Son génie créatif est immense, mais il impose sa propre interprétation – qui n’est pas celle de Jésus, prophète du Royaume.

Ce sera la matrice du christianisme historique, au prix d’un décalage entre le message de Jésus et celui de l’Église.

Quand la théologie devient politique

Pendant trois siècles, les communautés chrétiennes vivent dans une grande diversité :

  • Jésus comme prophète, comme maître spirituel, comme messie céleste.
  • Débats vifs, textes variés, croyances mouvantes.

Puis, au IVᵉ siècle, l’Empire romain s’en mêle.

Constantin veut unifier son empire par la religion.

  • Le concile de Nicée (325) proclame que Jésus est « consubstantiel au Père ».
  • Le concile de Chalcédoine (451) précise : « vrai Dieu et vrai homme », deux natures en une personne.

Ces définitions s’appuient sur des concepts philosophiques grecs – « substance », « ousia, nature », « prosôpon, personne » – qui n’ont rien à voir avec l’univers biblique.

Elles répondent à des conflits internes et à des enjeux de pouvoir plus qu’à une fidélité à Jésus.

Une Église figée dans un autre âge

Depuis, l’Église n’a cessé de camper sur ces formulations, comme si elles étaient intouchables.

  • Toute critique est taxée d’hérésie.
  • La foi est réduite à l’adhésion à des concepts du IVᵉ siècle.
  • Le croyant est infantilisé : il doit répéter des formules qu’il ne comprend pas toujours.

Résultat : un fossé immense entre l’institution et les consciences modernes.

Beaucoup quittent l’Église non par indifférence, mais parce qu’ils refusent de croire contre leur intelligence.

Le risque du fanatisme

Quand on confond symbole et réalité, langage de foi et définition métaphysique, on tombe dans une religion infantile.

  • Jésus devient une idole à adorer plutôt qu’un frère à suivre.
  • Le dogme devient un drapeau identitaire, nourrissant l’exclusion et parfois la violence.
  • Les fanatiques, religieux ou laïcs, se rejoignent dans la même certitude absolue : « nous avons raison, les autres ont tort ».

Freud et Conrad Stein l’avaient pressenti : ces croyances figées fonctionnent comme des fantasmes collectifs, qui rassurent en niant la mort et la fragilité humaine.

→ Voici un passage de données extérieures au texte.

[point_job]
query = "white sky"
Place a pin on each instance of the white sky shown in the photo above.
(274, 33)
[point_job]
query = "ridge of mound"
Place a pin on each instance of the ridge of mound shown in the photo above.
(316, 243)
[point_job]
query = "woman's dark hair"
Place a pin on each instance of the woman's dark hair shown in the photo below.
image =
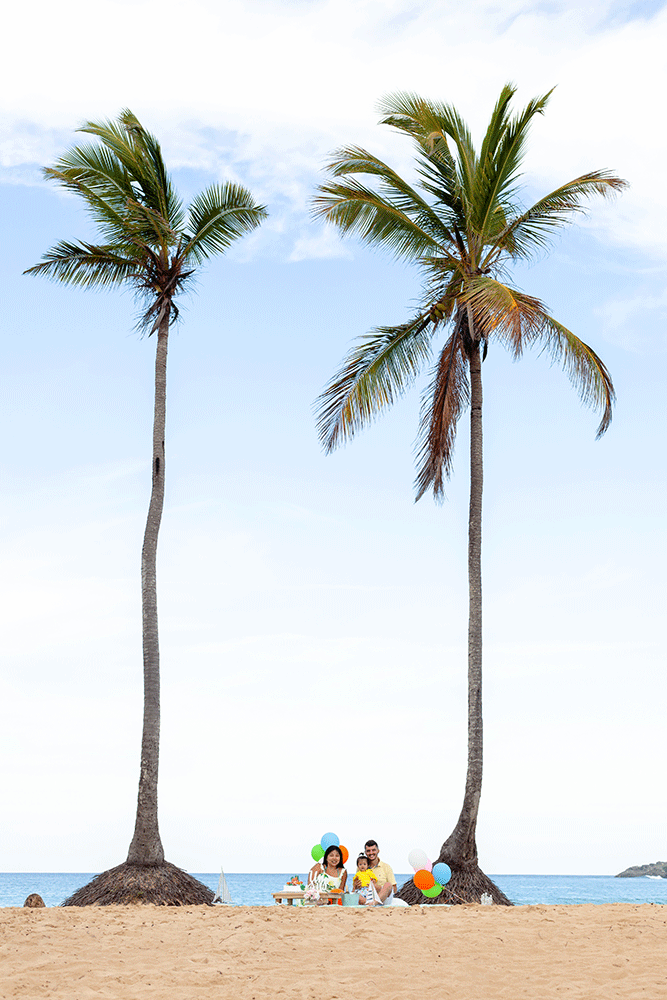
(328, 852)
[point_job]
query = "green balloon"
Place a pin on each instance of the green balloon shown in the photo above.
(434, 891)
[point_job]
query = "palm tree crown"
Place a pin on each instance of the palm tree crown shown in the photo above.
(464, 224)
(151, 243)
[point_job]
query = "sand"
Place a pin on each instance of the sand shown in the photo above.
(252, 953)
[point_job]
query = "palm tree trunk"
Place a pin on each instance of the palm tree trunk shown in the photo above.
(146, 847)
(461, 845)
(459, 851)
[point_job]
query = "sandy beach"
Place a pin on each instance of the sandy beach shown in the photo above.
(252, 953)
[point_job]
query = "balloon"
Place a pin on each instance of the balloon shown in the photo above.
(442, 873)
(417, 858)
(423, 879)
(434, 891)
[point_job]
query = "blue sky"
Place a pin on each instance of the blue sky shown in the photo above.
(313, 618)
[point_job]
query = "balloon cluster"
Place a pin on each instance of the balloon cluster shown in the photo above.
(429, 878)
(329, 840)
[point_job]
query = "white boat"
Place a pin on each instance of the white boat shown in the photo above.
(223, 894)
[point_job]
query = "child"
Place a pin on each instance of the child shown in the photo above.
(364, 878)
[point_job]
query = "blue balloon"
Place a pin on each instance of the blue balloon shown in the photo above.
(442, 873)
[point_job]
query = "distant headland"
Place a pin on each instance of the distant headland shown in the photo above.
(658, 868)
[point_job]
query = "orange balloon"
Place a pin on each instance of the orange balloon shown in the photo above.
(423, 879)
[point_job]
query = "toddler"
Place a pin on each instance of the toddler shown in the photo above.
(364, 878)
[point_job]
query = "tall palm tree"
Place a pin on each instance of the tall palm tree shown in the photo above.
(151, 243)
(464, 224)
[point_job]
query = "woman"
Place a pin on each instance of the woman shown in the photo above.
(331, 865)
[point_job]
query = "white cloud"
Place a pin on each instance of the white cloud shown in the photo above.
(263, 91)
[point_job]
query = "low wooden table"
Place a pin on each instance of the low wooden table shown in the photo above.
(289, 895)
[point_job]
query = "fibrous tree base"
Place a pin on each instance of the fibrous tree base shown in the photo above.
(467, 885)
(161, 885)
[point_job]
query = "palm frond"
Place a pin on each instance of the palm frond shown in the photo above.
(586, 371)
(444, 399)
(504, 313)
(430, 122)
(377, 370)
(86, 265)
(500, 161)
(219, 215)
(533, 229)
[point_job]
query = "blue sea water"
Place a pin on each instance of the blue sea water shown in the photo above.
(255, 889)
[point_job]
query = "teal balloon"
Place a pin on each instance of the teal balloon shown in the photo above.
(442, 873)
(434, 891)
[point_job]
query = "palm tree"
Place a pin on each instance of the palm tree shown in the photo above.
(149, 242)
(463, 223)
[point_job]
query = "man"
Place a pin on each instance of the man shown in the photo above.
(386, 882)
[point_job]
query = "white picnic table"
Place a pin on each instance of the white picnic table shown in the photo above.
(289, 895)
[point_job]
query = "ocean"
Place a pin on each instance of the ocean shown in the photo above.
(255, 889)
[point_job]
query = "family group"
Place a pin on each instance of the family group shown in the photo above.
(374, 879)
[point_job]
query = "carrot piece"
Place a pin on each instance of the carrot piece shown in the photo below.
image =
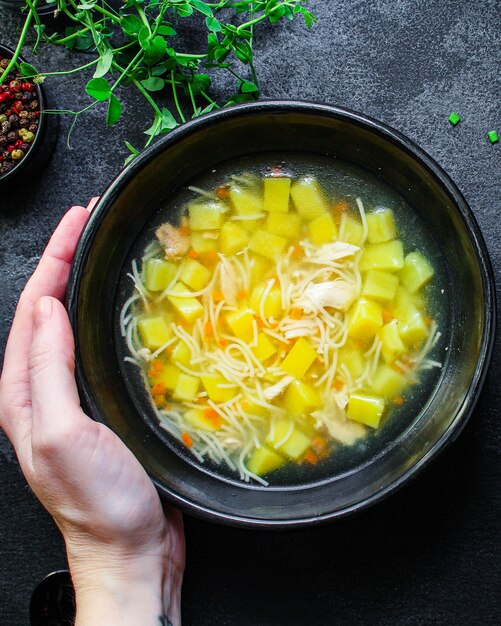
(387, 316)
(158, 389)
(310, 457)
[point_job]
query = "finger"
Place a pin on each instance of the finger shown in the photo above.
(50, 278)
(55, 401)
(92, 204)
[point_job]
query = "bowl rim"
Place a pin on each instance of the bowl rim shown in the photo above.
(460, 205)
(42, 124)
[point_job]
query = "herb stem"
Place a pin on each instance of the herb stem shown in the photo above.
(176, 101)
(20, 42)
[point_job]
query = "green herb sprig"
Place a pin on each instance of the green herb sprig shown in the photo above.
(138, 45)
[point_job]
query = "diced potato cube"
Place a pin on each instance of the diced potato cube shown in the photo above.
(387, 382)
(365, 408)
(186, 387)
(416, 272)
(168, 376)
(353, 359)
(351, 230)
(203, 242)
(264, 348)
(194, 274)
(299, 359)
(259, 266)
(197, 418)
(272, 304)
(240, 323)
(269, 245)
(381, 226)
(296, 443)
(233, 238)
(208, 216)
(380, 285)
(308, 198)
(322, 229)
(288, 226)
(181, 354)
(301, 398)
(264, 460)
(158, 273)
(388, 256)
(392, 344)
(189, 308)
(215, 392)
(154, 331)
(245, 201)
(276, 194)
(365, 319)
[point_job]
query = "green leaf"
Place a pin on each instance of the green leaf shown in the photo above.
(242, 50)
(104, 64)
(168, 121)
(131, 24)
(27, 69)
(153, 83)
(98, 89)
(114, 111)
(201, 7)
(213, 25)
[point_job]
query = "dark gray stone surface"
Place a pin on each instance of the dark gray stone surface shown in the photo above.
(430, 554)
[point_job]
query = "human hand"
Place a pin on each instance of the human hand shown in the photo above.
(126, 555)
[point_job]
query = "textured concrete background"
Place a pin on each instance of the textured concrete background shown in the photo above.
(429, 555)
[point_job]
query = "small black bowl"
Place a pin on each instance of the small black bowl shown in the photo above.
(42, 148)
(127, 208)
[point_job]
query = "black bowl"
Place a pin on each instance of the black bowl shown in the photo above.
(128, 205)
(42, 148)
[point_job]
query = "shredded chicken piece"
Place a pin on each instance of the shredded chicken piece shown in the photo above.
(275, 390)
(337, 294)
(334, 419)
(174, 243)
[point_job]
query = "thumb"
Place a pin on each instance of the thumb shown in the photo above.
(55, 401)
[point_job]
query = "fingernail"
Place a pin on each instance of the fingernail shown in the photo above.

Retrouver l’esprit de Jésus

Faut-il alors tout jeter ? Non.

Il est possible de retrouver l’esprit de Jésus, en le libérant de la gangue dogmatique.

Un noyau évangélique minimal demeure :

1.  La confiance radicale en un Dieu présent et aimant.

2.  La libération de la culpabilité : « Tes péchés sont pardonnés ».

3.  La primauté de l’amour sur la loi.

4.  L’inclusion des exclus, la fraternité universelle.

5.  Le courage face à la mort, la fidélité jusqu’au bout.

Dire aujourd’hui « Jésus est Dieu » n’a de sens que si l’on entend :

En lui, l’amour de Dieu s’est pleinement manifesté.

En le regardant, nous voyons ce que Dieu désire pour l’humanité.

C’est une affirmation existentielle, pas une équation métaphysique.

Une foi adulte, ou la fin du christianisme

Le christianisme survivra s’il ose cette mue. Sinon, il risque de disparaître, enfermé dans un langage qui n’est plus compris.

Le temps est venu d’une foi adulte, capable de dire Dieu sans mythes figés, d’oser la critique sans perdre la passion de l’Évangile.

La vraie fidélité à Jésus n’est pas de le diviniser, mais de continuer son combat pour la liberté, l’amour et la justice.